Put this together and the case for spreading your risk is strong. Relying on a single country, for both your residency and your citizenship, leaves you exposed exactly where rules can change against you. If that country adds an income tax, alters how it treats foreign earnings, or tightens residency tests, your options narrow at the worst moment.
This is why more investors, in the region and beyond, are building a plan B: a second residency in a zero-tax jurisdiction, and often a second citizenship for mobility and security. Routes such as the UAE Golden Visa pair a real base with favourable tax treatment, while passports from Turkey or Egypt add the freedom to change your tax residency cleanly if the ground shifts. The move is to build that flexibility while the good options are open, not after the rules change.
Choosing a tax-friendly country is one piece of a larger plan. The strongest setups usually combine a tax residency with the right citizenship, giving you both a low-tax base and long-term mobility. Matching the regime to a concrete program is where the strategy becomes real.

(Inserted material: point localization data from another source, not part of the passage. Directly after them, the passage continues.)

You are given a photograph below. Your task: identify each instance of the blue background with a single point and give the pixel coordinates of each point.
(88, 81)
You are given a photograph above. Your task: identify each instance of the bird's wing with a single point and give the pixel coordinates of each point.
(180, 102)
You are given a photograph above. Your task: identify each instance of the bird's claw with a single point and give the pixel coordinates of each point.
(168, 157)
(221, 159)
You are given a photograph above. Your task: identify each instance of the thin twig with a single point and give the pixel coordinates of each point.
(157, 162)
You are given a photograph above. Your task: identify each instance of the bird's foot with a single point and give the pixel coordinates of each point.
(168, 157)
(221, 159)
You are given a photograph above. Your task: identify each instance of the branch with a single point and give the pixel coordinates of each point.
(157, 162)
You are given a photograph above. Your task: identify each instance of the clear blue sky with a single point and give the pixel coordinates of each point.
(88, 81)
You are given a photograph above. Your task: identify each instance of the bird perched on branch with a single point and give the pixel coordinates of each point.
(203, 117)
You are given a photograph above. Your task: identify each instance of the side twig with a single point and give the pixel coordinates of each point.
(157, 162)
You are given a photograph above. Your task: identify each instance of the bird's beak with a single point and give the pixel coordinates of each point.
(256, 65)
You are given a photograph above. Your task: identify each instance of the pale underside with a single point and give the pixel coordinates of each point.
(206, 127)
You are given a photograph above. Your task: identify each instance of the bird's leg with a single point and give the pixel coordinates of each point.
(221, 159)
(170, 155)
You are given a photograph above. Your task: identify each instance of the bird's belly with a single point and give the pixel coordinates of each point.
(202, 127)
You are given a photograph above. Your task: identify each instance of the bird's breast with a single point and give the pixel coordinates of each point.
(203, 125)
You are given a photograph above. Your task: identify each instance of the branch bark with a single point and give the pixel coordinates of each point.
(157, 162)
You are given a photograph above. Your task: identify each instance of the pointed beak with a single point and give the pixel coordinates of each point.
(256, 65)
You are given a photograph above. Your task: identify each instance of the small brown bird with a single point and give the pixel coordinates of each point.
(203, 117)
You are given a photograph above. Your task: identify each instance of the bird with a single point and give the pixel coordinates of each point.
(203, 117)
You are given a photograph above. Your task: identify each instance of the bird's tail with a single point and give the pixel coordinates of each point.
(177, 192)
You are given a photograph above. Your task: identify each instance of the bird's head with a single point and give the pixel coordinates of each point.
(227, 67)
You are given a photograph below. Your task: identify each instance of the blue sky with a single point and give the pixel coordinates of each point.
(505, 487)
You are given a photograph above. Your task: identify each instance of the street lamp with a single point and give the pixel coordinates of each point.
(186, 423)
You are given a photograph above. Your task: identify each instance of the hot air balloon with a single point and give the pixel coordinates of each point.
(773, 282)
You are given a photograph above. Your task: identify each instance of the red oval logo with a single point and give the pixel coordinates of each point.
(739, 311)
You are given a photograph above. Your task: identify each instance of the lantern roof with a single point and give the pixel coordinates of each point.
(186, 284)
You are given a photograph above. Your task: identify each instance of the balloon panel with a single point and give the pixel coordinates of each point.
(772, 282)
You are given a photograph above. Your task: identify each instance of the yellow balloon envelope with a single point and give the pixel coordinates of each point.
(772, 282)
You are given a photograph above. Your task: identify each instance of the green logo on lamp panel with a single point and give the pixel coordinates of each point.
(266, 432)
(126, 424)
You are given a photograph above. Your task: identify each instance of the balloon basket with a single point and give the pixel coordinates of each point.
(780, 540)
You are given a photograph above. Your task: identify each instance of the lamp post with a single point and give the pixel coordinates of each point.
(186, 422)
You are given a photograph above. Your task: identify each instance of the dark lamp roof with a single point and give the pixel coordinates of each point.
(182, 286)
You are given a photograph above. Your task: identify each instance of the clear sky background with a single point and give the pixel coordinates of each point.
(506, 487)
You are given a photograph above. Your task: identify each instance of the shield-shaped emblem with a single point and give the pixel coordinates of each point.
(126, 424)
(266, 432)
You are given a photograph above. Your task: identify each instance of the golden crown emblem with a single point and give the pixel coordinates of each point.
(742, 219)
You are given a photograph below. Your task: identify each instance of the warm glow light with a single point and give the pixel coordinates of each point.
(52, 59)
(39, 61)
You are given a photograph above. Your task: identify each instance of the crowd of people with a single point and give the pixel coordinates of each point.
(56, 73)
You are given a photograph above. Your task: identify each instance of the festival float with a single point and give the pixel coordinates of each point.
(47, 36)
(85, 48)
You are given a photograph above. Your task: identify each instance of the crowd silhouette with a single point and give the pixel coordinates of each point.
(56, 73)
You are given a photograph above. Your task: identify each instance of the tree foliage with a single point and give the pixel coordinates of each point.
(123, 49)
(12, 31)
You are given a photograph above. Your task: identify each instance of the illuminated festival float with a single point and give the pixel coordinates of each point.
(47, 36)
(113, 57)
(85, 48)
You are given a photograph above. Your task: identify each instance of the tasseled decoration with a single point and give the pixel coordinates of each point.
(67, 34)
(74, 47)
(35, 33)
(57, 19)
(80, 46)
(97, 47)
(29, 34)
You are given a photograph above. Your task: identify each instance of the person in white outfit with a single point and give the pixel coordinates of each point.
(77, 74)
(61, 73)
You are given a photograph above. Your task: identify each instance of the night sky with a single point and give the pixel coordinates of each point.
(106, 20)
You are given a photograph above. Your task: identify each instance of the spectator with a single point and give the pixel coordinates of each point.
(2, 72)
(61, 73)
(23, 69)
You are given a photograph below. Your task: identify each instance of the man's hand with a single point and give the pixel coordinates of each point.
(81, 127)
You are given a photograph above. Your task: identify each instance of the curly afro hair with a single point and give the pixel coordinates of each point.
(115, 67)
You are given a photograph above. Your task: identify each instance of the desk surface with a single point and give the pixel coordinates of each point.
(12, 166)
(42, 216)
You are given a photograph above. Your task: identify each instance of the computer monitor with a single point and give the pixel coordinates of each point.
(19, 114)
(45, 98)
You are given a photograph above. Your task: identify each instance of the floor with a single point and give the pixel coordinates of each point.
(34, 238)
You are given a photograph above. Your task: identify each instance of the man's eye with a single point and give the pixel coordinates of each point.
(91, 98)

Explore residency and citizenship programs on CitizenX to compare your options, see transparent pricing, and find the route that fits your goals. For the region specifically, start with our UAE Golden Visa guide and our guide to Egyptian citizenship by investment.
Which Middle East countries have no personal income tax? The Gulf states lead: the UAE, Saudi Arabia, Qatar, Kuwait, and Bahrain charge no personal income tax on individuals, and Oman does too until its 5% tax on high earners begins in 2028.
Which Middle East countries have no capital gains tax? The UAE, Saudi Arabia, Qatar, Kuwait, Bahrain, and Oman do not tax personal capital gains. Israel also exempts new immigrants from capital gains tax on foreign assets for ten years, and Lebanon does not tax foreign-source gains under its territorial system.
Can I get a Middle Eastern passport through investment? Yes. Turkey grants citizenship for a USD 400,000 property investment in around ten to twelve months, and Egypt offers citizenship for a contribution from around USD 250,000 with no residency requirement.
Do these tax benefits require me to relocate? For the Gulf zero-tax states and Israel's exemption, generally yes: you need to become tax resident, which means real presence and often investment or employment. Citizenship programs such as Turkey's and Egypt's grant a passport without making you tax resident on their own.
This article is general information, not tax or legal advice. Tax rules and citizenship programs change frequently and vary by individual circumstance. Always seek qualified cross-border advice before making decisions.